Manliness is an important concept which this blog has alluded to before. Particularly, it has explored the relationship between the Christian tradition of downplaying Eros and separating the spirit from the flesh.  These were cultural preconditions which presage and inadvertently advanced the cause of sexual ambiguity and malleability. As this blog asserts, both masculinity and femininity become diluted when Eros is seen as irrelevant to our human natures and a Masculinity stripped of its muscles, aggression, determination and decision becomes limp wristed and and effete.

Which brings me to Rod Dreher.

His recent recent piece on L'Affair Megyn Kelly got me thinking about Christianity in general,
especially with regard to its monumental failure in the 20th Century, particularly in the West.

The 20th C was not a "good one" for the Western Church and from a demographic point of view it has essentially failed in its defence against secularism. I don't really need to explain just how far religion has fallen from the public square to the readers of this blog.  Traditionalists, like to put the blame, especially with regard to Catholicism on Vatican 2, but smarter observers had noted that the rot had set in deeply well before that.

It's important to remember just how powerful and culturally influential the Church was at the beginning of 20th C. It had the stronger hand against the Secularists and yet by the 20th C's end it was in widespread retreat.

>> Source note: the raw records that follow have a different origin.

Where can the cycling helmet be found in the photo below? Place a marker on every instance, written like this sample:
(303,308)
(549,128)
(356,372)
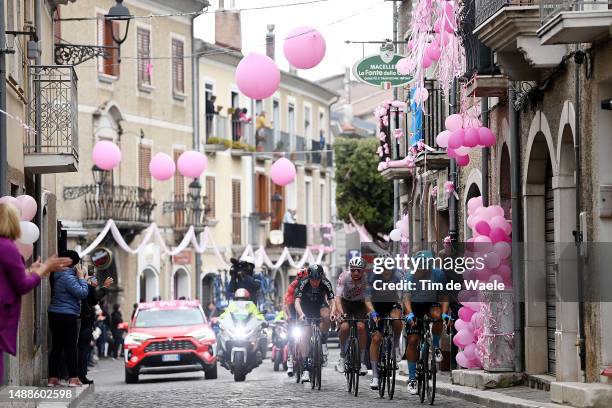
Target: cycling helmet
(242,294)
(315,272)
(303,273)
(357,263)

Powerful armies can experience unexpected losses as part an parcel of the fortunes of War, but when an army suffers a string of unmitigated defeats,  questions need to be asked about the generalship of the troops. As usual, the generals will always try to deflect blame onto the troops, blaming them for their deficiencies. Likewise, amongst the traditionalists, the failure of religion in the 20thC is blamed on the faithful and not on the shepherds. The faithful have abandoned God they say, but it never occurs to them that they may be the ones at fault.

For example, the Child Abuse controversy that has plagued the Catholic Church is of a deeper problem than first appears. In large organisation such as the Church, given human nature, it is to be expected that there will be men who will abuse their position. It's also true that the Secular media will unfairly portray the abuse and distort its perspective however the inescapable fact is that the abuse was deep seated and the suppression of its discovery almost systematic. For an organisation who main mission is to bring light and truth to the world this demonstrates something profoundly wrong with it.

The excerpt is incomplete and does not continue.